Меня на каталке отвезли к автомобилю и доставили в госпиталь, причем не включая сирену по дороге, что еще более наполнило меня гневом. Неужели моя потенциально опасная для жизни травма не стоит того, чтобы включить сирену?
В приемном покое медсестра начала расспрашивать меня о том, как я получил травму, где именно находился в тот момент, в каком месте испытываю боль и так далее. После чего оставила меня посреди комнаты, все еще в инвалидном кресле и держащего грелку с тающим льдом, приложенную на 20 минут к моему поврежденному лбу. Врачи и медсестры проходили мимо меня, не удостаивая даже взглядом. Я чувствовал себя полностью забытым. «Что за ерунда здесь происходит?!» – наконец воскликнул я, так и не сумев привлечь к себе чье-либо внимание.
Тут из кабинки объявилась хмурая медсестра, велевшая мне перестать ругаться. Я извинился, сославшись на плохое настроение после травмы. Она перевезла меня в опустевшую кабинку и начала уже знакомый допрос: «как это случилось?», «какое место вы ушибли?», «где вы испытываете боль?» и так далее. Я ответил на все вопросы так же, как и прежде. «Доктор сейчас придет», – сказала она мне уходя.
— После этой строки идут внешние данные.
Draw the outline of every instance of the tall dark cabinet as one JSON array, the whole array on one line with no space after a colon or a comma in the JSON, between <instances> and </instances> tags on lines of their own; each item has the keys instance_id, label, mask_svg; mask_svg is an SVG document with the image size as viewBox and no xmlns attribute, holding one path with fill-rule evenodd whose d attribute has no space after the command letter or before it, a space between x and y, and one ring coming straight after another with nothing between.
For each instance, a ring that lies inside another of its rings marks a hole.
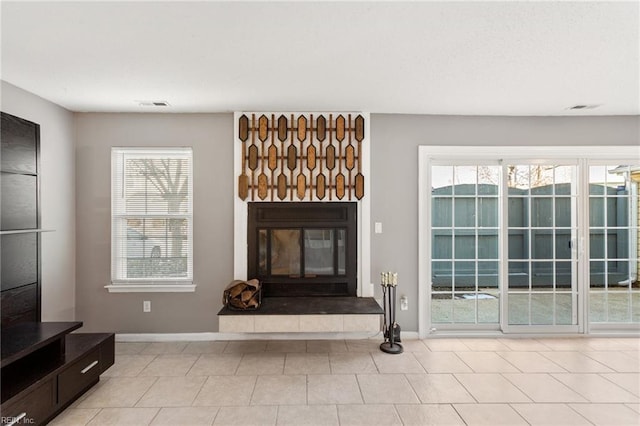
<instances>
[{"instance_id":1,"label":"tall dark cabinet","mask_svg":"<svg viewBox=\"0 0 640 426\"><path fill-rule=\"evenodd\" d=\"M40 321L40 126L2 114L2 327Z\"/></svg>"},{"instance_id":2,"label":"tall dark cabinet","mask_svg":"<svg viewBox=\"0 0 640 426\"><path fill-rule=\"evenodd\" d=\"M115 336L41 321L40 126L0 114L0 425L45 425L113 365Z\"/></svg>"}]
</instances>

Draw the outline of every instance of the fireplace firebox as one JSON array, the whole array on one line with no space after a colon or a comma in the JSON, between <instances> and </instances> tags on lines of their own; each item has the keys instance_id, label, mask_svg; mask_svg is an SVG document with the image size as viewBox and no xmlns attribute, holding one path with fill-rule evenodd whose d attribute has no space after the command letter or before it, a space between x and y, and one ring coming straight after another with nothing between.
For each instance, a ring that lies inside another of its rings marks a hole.
<instances>
[{"instance_id":1,"label":"fireplace firebox","mask_svg":"<svg viewBox=\"0 0 640 426\"><path fill-rule=\"evenodd\" d=\"M357 203L251 202L247 239L264 297L356 296Z\"/></svg>"}]
</instances>

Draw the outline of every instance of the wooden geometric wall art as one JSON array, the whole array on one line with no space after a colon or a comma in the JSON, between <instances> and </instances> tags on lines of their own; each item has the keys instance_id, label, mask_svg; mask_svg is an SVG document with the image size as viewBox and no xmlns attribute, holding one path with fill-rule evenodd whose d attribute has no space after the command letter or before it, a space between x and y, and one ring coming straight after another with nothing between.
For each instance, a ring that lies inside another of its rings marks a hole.
<instances>
[{"instance_id":1,"label":"wooden geometric wall art","mask_svg":"<svg viewBox=\"0 0 640 426\"><path fill-rule=\"evenodd\" d=\"M270 201L364 197L360 114L243 114L238 196Z\"/></svg>"}]
</instances>

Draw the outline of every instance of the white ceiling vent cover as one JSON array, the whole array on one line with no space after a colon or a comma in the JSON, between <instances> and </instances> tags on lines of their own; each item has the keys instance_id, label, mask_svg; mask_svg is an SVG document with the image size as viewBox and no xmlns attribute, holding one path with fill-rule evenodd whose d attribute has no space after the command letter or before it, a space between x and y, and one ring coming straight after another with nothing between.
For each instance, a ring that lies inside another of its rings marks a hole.
<instances>
[{"instance_id":1,"label":"white ceiling vent cover","mask_svg":"<svg viewBox=\"0 0 640 426\"><path fill-rule=\"evenodd\" d=\"M135 101L138 105L143 107L168 107L167 101Z\"/></svg>"},{"instance_id":2,"label":"white ceiling vent cover","mask_svg":"<svg viewBox=\"0 0 640 426\"><path fill-rule=\"evenodd\" d=\"M596 109L600 106L600 104L578 104L578 105L574 105L574 106L570 106L567 109Z\"/></svg>"}]
</instances>

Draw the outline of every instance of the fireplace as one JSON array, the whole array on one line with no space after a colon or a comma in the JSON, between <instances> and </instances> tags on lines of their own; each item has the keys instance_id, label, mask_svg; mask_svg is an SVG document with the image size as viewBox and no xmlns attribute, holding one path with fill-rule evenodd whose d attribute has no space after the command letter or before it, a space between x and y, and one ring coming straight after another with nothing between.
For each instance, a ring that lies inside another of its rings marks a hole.
<instances>
[{"instance_id":1,"label":"fireplace","mask_svg":"<svg viewBox=\"0 0 640 426\"><path fill-rule=\"evenodd\" d=\"M264 297L356 296L357 203L250 202L247 275Z\"/></svg>"}]
</instances>

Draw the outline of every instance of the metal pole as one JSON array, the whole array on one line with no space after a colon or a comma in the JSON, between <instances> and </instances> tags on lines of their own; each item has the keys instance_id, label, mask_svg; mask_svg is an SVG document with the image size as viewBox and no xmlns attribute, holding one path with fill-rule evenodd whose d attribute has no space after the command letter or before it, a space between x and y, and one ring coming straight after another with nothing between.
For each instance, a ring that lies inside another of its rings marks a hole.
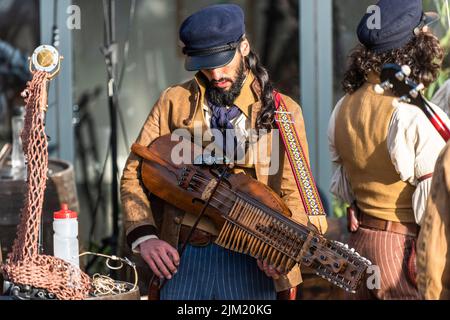
<instances>
[{"instance_id":1,"label":"metal pole","mask_svg":"<svg viewBox=\"0 0 450 320\"><path fill-rule=\"evenodd\" d=\"M40 1L40 43L53 44L54 17L56 16L57 28L60 31L58 51L64 56L64 60L61 62L61 72L49 87L46 132L50 137L50 156L74 163L72 30L66 26L68 17L66 11L72 1L56 1L58 2L56 11L54 11L53 0ZM60 97L64 98L60 99Z\"/></svg>"},{"instance_id":2,"label":"metal pole","mask_svg":"<svg viewBox=\"0 0 450 320\"><path fill-rule=\"evenodd\" d=\"M113 233L109 239L112 254L117 254L117 244L119 238L119 183L117 174L119 172L117 165L118 146L117 146L117 110L118 98L116 91L117 77L117 43L116 43L116 1L108 0L108 19L106 21L106 43L105 51L108 55L108 106L111 120L111 206L113 217Z\"/></svg>"},{"instance_id":3,"label":"metal pole","mask_svg":"<svg viewBox=\"0 0 450 320\"><path fill-rule=\"evenodd\" d=\"M331 210L328 122L333 107L332 0L299 0L300 92L311 169Z\"/></svg>"}]
</instances>

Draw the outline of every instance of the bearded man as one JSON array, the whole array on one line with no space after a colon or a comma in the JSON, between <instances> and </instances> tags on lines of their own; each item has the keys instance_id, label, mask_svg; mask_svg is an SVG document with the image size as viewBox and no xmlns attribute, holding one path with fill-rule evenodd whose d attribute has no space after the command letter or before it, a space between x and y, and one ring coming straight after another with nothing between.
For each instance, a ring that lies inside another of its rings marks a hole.
<instances>
[{"instance_id":1,"label":"bearded man","mask_svg":"<svg viewBox=\"0 0 450 320\"><path fill-rule=\"evenodd\" d=\"M245 36L244 13L237 5L215 5L188 17L180 28L186 55L185 68L198 71L195 78L165 90L154 105L136 143L148 146L156 138L184 129L203 137L211 130L231 130L228 139L215 139L228 150L244 150L243 161L234 173L245 173L268 185L287 204L292 218L307 224L299 191L283 143L269 144L268 160L249 157L252 131L258 131L256 145L273 134L275 104L266 69L251 50ZM282 96L292 114L294 126L306 156L308 148L300 107ZM254 159L250 161L249 159ZM277 292L295 296L301 283L299 267L280 274L263 261L231 252L214 244L220 226L202 217L180 257L196 216L170 203L147 197L139 179L142 159L131 153L121 181L121 199L128 244L140 252L153 273L169 279L160 291L162 300L275 299ZM278 170L267 166L279 163ZM326 221L316 219L319 231ZM258 268L259 267L259 268Z\"/></svg>"}]
</instances>

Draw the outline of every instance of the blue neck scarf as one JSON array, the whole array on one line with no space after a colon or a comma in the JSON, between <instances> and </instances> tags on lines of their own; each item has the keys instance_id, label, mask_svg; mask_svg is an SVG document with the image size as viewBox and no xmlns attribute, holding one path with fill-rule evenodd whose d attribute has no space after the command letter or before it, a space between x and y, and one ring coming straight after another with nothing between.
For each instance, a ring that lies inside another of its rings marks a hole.
<instances>
[{"instance_id":1,"label":"blue neck scarf","mask_svg":"<svg viewBox=\"0 0 450 320\"><path fill-rule=\"evenodd\" d=\"M219 129L221 131L225 129L234 129L231 124L231 120L239 117L242 111L236 107L226 108L215 105L208 101L209 108L211 109L211 129Z\"/></svg>"},{"instance_id":2,"label":"blue neck scarf","mask_svg":"<svg viewBox=\"0 0 450 320\"><path fill-rule=\"evenodd\" d=\"M211 129L218 129L222 132L222 147L224 154L227 152L233 152L232 159L236 157L237 139L234 137L233 150L227 149L227 129L234 129L231 121L242 114L242 111L235 105L230 108L222 107L213 104L208 101L209 108L211 110Z\"/></svg>"}]
</instances>

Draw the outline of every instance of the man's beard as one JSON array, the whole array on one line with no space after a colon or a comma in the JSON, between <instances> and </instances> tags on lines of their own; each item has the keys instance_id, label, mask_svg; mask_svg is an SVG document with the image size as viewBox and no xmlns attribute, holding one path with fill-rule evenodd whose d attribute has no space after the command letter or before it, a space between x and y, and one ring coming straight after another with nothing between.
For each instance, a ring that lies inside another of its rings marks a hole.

Доктору, как мне кажется, потребовалось больше времени, чтобы прийти, чем фельдшерам – приехать. Когда я спросил у сестры о причине такой задержки, она ответила: «Через минуту будет». После этого прошло 10 минут, но доктор так и не появился. Боль сделалась сильнее, и я начал постанывать.
Наконец явился молодой врач, искренне извинился за задержку и ввел мне болеутоляющее. После чего спросил о том, каким образом я повредил голову, куда пришелся удар и в каком месте болит. Подавляя крепнущее раздражение, я вновь ответил на вопросы, не понимая необходимости четвертого описания несчастного случая. Во время всего пребывания в клинике я вел себя, безусловно, сварливо, грубо и всячески проявлял неудовольствие. Однако после того как вечером того дня я вернулся домой, меня осенило, что быть пациентом – хорошим пациентом – на самом деле ужасно трудно.
Люди часто обсуждают качества, характеризующие хорошего или плохого врача. Хороший врач, например, должен обладать необходимыми медицинскими и техническими знаниями, быть сострадательным, терпеливым, добрым, надежным, нравственно безупречным и к тому же уметь великолепно общаться. Но насколько часто удается нам услышать о хорошем пациенте? Никогда. Хороший пациент пока остается невоспетым героем клиники.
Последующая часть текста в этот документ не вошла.